A tibble with one row per match and columns:

  • page (integer, 1-based)

  • match_index (integer, 1-based within page)

  • start_char (integer, 0-based character offset on the page)

  • char_count (integer, number of characters in the match)

  • text (character, the matched substring, UTF-8)

  • left, bottom, right, top (numeric, axis-aligned union of the matched characters' bounding boxes in PDF user-space points; NA when PDFium reports no bounds, which can happen for glyphs without a positioned origin)

The tibble has zero rows when no matches are found. Column types are stable across the zero-row and non-zero-row cases.

Details

Match indexing is character-based: PDFium's text page is an indexable sequence of glyph-derived characters in reading order, and start_char is the 0-based offset of the first matched character on that page. The same offset can be cross-referenced against pdf_text_chars() output if you need per-character bounds rather than per-match bounds.

Multi-line matches (where the matched text wraps across lines) are reported as a single row whose bounding box is the axis-aligned union of every contributing character's bounding box.

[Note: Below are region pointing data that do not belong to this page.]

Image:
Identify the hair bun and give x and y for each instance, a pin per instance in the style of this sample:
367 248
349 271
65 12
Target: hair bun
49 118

If you need one rectangle per line for highlighting, expand each row by iterating pdf_text_chars() over start_char:(start_char + char_count - 1).

See also

pdf_doc_text() for whole-page text, pdf_text_runs() for per-text-object structure, pdf_text_chars() for per-character positions.

Examples

fixture <- system.file("extdata", "fixtures", "unicode.pdf",
  package = "pdfium"
)
if (nzchar(fixture)) {
  pdf_text_search(fixture, "Hello")
  pdf_text_search(fixture, "WORLD", case_sensitive = FALSE)
}
#> # A tibble: 1 × 9
#>    page match_index start_char char_count text   left bottom right   top
#>   <int>       <int>      <int>      <int> <chr> <dbl>  <dbl> <dbl> <dbl>
#> 1     1           1          7          5 world  129.   137.  158.  146.